In a small town like Cleveland, holding an event like a national convention, during a work week in the city center, imposes unreasonable burdens on people and businesses that want to go about their life and business without additional stress. As if the stress of daily life and work in the city in a hot July is not enough! Between the delegates, the security people, the media, the protesters and their entourage, center city Cleveland will be totally taken over, occupied, by the invasion of conventioneers and the people who normally live and work there will be deprived of their normal ingress and egress, their parking spots, their cafes and restaurants and their freedom of movement. No surprise then that a number of businesses, those  that can afford to do so, have chosen to move their offices out to the suburbs for the duration of the GOP convention. Of course, there are beneficiaries too, like the hotels and restaurants that will be fully booked all week and be able to charge top price for their services. And the owners of mansions and condominiums that can rent their real estate out for the week and demand exorbitant prices for doing so.
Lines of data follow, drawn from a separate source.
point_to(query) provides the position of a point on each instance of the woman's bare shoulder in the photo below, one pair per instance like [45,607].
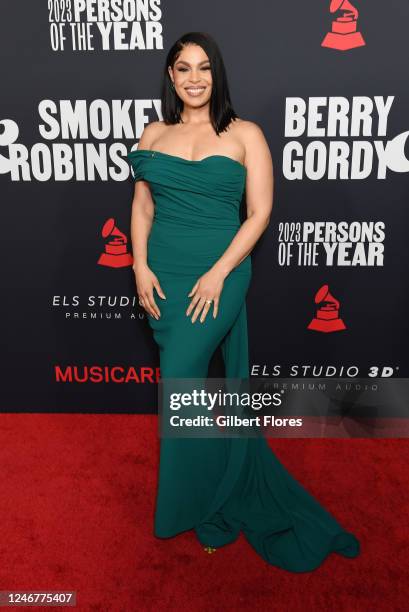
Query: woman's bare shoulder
[252,139]
[247,129]
[151,133]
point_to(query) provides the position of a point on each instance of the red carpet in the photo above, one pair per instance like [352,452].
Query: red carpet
[77,501]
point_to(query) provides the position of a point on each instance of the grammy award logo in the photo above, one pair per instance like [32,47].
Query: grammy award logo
[344,34]
[115,255]
[327,315]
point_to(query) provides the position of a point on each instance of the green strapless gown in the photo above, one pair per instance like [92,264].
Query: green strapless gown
[219,486]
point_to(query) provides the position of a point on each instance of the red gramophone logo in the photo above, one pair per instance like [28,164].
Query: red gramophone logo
[344,34]
[115,255]
[327,315]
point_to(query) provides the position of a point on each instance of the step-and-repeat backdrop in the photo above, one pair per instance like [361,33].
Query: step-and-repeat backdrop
[326,81]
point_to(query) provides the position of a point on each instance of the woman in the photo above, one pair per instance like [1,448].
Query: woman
[190,172]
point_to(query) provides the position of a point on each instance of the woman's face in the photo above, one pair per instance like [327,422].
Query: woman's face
[192,76]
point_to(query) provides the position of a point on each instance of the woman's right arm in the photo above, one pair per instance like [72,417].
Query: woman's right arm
[143,209]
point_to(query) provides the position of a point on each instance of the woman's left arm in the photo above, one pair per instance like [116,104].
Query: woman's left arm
[259,197]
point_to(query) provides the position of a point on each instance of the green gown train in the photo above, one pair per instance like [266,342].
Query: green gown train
[219,487]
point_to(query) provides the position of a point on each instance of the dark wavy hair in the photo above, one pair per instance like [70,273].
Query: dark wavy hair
[221,110]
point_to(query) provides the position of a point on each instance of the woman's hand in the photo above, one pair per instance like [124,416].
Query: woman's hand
[206,290]
[146,280]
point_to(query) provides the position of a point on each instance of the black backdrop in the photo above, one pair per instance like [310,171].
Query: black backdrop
[52,222]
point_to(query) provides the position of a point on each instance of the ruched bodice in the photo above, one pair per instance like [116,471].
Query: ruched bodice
[197,206]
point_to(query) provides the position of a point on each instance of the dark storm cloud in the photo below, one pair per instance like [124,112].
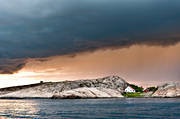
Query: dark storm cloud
[42,28]
[11,66]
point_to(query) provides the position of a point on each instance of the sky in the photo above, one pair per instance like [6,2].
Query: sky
[55,40]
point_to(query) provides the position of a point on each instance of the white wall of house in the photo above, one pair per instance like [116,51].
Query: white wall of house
[129,90]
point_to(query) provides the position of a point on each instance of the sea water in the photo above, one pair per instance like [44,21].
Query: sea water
[118,108]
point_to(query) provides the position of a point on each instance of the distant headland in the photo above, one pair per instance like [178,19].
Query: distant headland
[107,87]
It looks like the GOP convention in Cleveland is going to be the perfect metaphor for what ails this country and for what drives the anger that is brewing at or just below the surface in this election year: All the burden is going to be on the ordinary citizens and all the spoils go to the select few.

I am a greater Cleveland resident but I have long ago decided that I don’t want to be anywhere near this scene. My family will spend the last two weeks of July at an Atlantic coast beach to escape the madness and the inconvenience.
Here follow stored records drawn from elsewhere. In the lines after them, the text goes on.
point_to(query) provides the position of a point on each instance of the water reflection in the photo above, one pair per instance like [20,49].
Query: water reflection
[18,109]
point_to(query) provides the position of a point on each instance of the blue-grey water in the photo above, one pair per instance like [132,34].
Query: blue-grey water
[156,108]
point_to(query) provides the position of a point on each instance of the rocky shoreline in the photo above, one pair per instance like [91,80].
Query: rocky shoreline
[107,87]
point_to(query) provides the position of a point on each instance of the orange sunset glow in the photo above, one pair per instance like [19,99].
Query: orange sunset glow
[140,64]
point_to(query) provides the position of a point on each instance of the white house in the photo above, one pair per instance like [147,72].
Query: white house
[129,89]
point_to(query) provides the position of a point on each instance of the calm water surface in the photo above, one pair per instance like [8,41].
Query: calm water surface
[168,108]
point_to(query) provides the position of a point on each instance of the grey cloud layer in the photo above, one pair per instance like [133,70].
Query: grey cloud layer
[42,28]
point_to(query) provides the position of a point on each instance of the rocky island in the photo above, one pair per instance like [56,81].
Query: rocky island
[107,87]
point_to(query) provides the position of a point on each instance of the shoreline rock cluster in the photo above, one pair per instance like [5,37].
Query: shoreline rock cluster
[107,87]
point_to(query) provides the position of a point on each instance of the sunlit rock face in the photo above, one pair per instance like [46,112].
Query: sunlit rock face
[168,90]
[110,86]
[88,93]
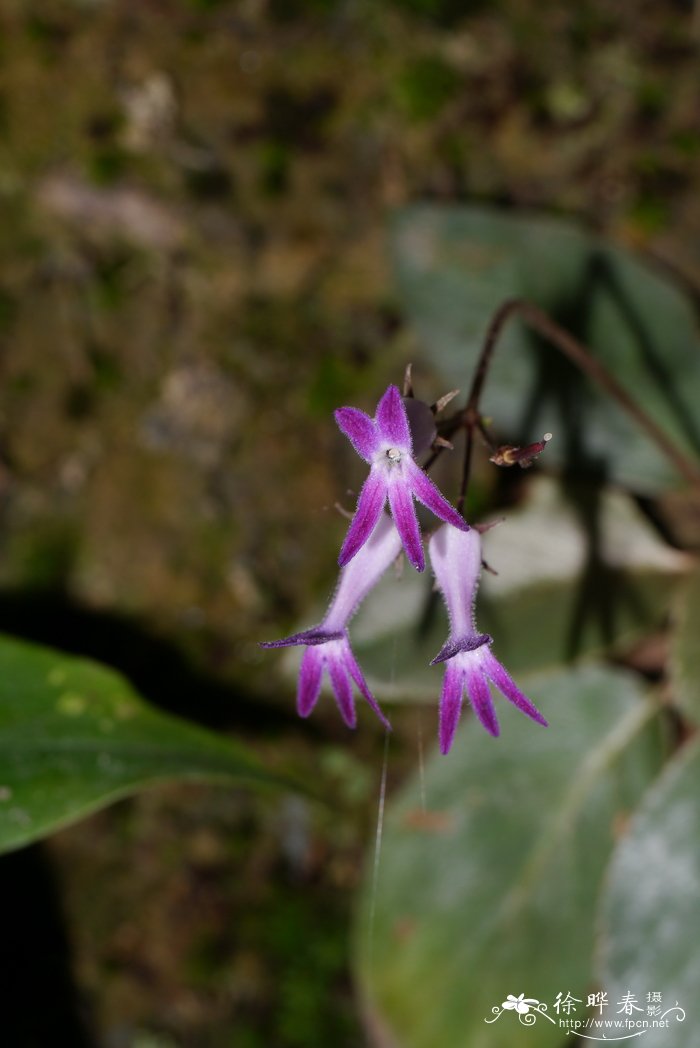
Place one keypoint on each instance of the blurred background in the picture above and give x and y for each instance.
(194, 200)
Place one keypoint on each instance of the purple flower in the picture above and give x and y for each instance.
(469, 664)
(328, 645)
(385, 442)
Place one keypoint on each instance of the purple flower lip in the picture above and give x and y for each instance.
(328, 646)
(453, 647)
(316, 635)
(385, 442)
(469, 663)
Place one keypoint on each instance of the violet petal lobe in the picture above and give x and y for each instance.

So far, this year 2016 has been an exceptionally good year for Cleveland. LeBron James has delivered on his promise to bring an NBA championship to the Cleveland Cavaliers and, at the brink of the All Star Game, the Cleveland Indians are overwhelming the competition for the leadership in the central division of the American League. The city, that has worked hard to shed its image of a corrupt and bankrupt place where even the river could catch fire, has justifiably taken pride in being chosen as the site for the GOP convention, that is, until the primaries had played themselves out and it had become clear that what was supposed to be a festive convention would turn into either a coronation of a fraudulent demagogue or an unprecedented last minute power grab by the party establishment. Either way, with all the other protests already alive on America’s streets, it is hard to see how the Cleveland convention can be spared the ignominy of turning into a street fight.

What happens in Cleveland between July 18 and 21 transcends the interest of the Republican Party and its adherents. It poses a dilemma of constitutional significance. It will put the question to the nation: ‘When will the interest in a competent, trustworthy and responsible person in charge of the highest office in the free world trump the expressed will of primary voters?’
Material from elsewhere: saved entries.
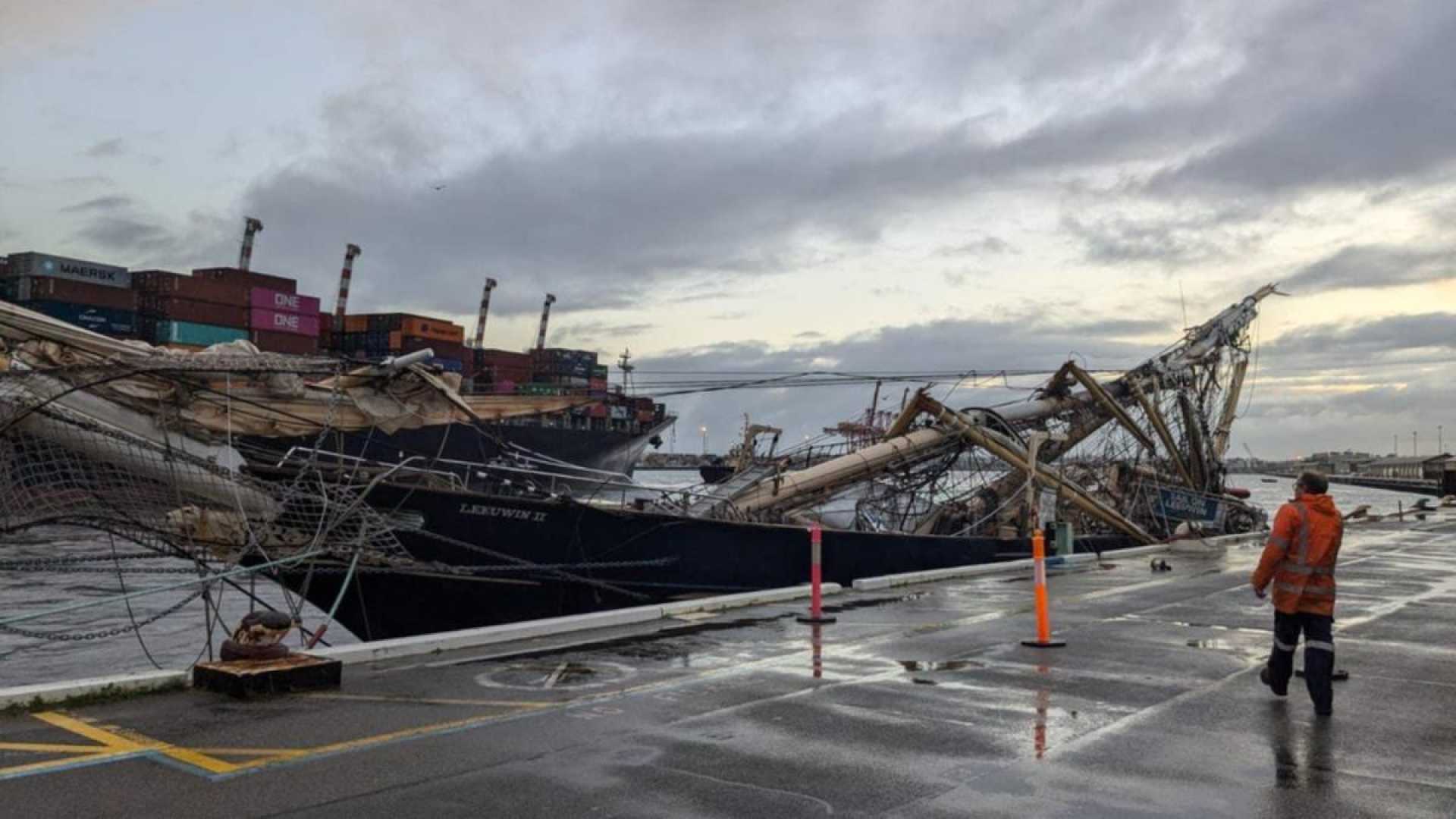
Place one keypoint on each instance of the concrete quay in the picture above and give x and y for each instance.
(921, 701)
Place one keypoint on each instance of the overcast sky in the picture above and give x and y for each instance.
(783, 186)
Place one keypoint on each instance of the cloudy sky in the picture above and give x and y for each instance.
(770, 187)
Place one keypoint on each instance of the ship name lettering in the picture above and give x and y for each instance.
(503, 512)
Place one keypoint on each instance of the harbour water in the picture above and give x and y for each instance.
(180, 639)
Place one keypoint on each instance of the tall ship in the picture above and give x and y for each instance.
(554, 403)
(158, 447)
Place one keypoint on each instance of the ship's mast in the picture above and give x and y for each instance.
(251, 228)
(541, 335)
(341, 305)
(485, 308)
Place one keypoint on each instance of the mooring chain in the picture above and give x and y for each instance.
(71, 637)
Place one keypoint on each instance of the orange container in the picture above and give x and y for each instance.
(433, 328)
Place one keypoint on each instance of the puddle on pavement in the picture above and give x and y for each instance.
(874, 602)
(935, 667)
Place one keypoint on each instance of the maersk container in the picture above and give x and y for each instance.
(44, 289)
(61, 267)
(108, 321)
(193, 333)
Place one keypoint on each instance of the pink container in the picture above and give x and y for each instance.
(274, 321)
(281, 302)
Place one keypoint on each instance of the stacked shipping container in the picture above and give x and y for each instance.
(88, 295)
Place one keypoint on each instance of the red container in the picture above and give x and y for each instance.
(246, 278)
(164, 283)
(193, 311)
(283, 302)
(47, 289)
(290, 343)
(273, 321)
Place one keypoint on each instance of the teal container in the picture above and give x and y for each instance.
(197, 334)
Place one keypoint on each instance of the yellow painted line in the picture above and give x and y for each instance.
(52, 748)
(91, 732)
(121, 739)
(425, 701)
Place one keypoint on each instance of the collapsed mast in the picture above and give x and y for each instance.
(1136, 455)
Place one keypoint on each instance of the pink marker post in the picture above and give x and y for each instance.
(817, 577)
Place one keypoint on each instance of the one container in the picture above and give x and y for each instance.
(291, 343)
(248, 278)
(41, 289)
(194, 333)
(283, 302)
(273, 321)
(63, 267)
(193, 311)
(108, 321)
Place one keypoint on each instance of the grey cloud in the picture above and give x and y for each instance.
(1350, 129)
(1376, 265)
(1178, 241)
(1354, 343)
(943, 346)
(107, 149)
(984, 246)
(101, 205)
(126, 235)
(593, 331)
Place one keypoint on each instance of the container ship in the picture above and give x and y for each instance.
(582, 419)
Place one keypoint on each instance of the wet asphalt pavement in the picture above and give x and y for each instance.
(919, 703)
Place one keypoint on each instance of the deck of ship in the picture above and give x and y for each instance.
(916, 703)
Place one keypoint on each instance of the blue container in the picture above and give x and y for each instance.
(196, 334)
(108, 321)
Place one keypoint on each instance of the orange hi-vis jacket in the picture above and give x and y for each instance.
(1301, 556)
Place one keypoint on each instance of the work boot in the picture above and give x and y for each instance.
(1264, 678)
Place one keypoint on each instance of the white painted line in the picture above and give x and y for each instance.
(509, 632)
(52, 692)
(934, 575)
(746, 599)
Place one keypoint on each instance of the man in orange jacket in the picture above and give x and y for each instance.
(1299, 558)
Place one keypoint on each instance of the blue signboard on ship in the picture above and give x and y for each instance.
(1181, 504)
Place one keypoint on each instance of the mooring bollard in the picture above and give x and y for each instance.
(816, 577)
(1038, 556)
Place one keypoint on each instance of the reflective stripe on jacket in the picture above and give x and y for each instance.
(1301, 556)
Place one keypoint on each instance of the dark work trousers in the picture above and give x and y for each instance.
(1320, 656)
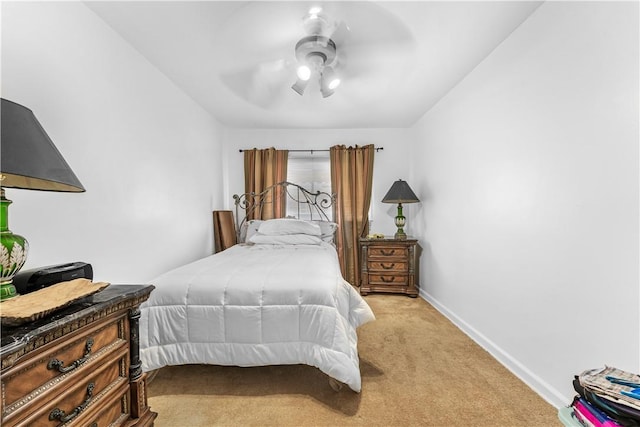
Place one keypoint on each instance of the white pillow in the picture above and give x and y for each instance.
(252, 228)
(285, 239)
(327, 230)
(281, 226)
I will not go as far as comparing Trump to Hitler or Mussolini, but I will use their names to illustrate a point. And the point of analogy is that Hitler and Mussolini too were sanctioned by the constitutional rules in place at the time in their respective countries. It was only after the constitutional process had placed these misfits in a position of power that they systematically abused that power with disastrous consequences for their nations and the world.

By my book there is a legitimate question: ‘When will good governance require that the expressed will of the voting public be overruled on the grounds that the chosen candidate is morally, emotionally and intellectually unfit to ascend to the highest office in the land?’ Think about all the death and demise the world would have been spared if Hitler and Mussolini had not been allowed to rise to power!

In the case at hand it is important to establish that even though Trump got more votes and won more delegates than any of his GOP contenders only a small fraction of the American voting public gave him a vote of confidence (that is the nature of primary elections).

Our constitution does not offer a ‘work-around’ for situations like this. This is somewhat remarkable given the fact that our founding fathers loudly and repeatedly warned against the rule by the mob. But, of course, in their time only the economically and intellectually privileged men had voting rights, which addressed that threat. In this day and age, under normal circumstances, the general election should expose the flaws in the nominee of either party and lead to the election of the nominee of the other party. But this year is anything but normal with the presumptive nominee of the opposing party despised by many, representative of an un-American dynasty mentality, and narrowly escaping prosecution for mishandling sensitive and secret information. If there ever was a choice between the lesser of two evils, this is it! Our nation, desperately in need of getting things done, would not be well served with such choice.

That’s why maybe, in this case, Republican leaders need to step in at or before the Cleveland convention and prevent a Trump ascendency. You may not want to be in the streets of Cleveland when that happens. But you may not want to live in America when it does not.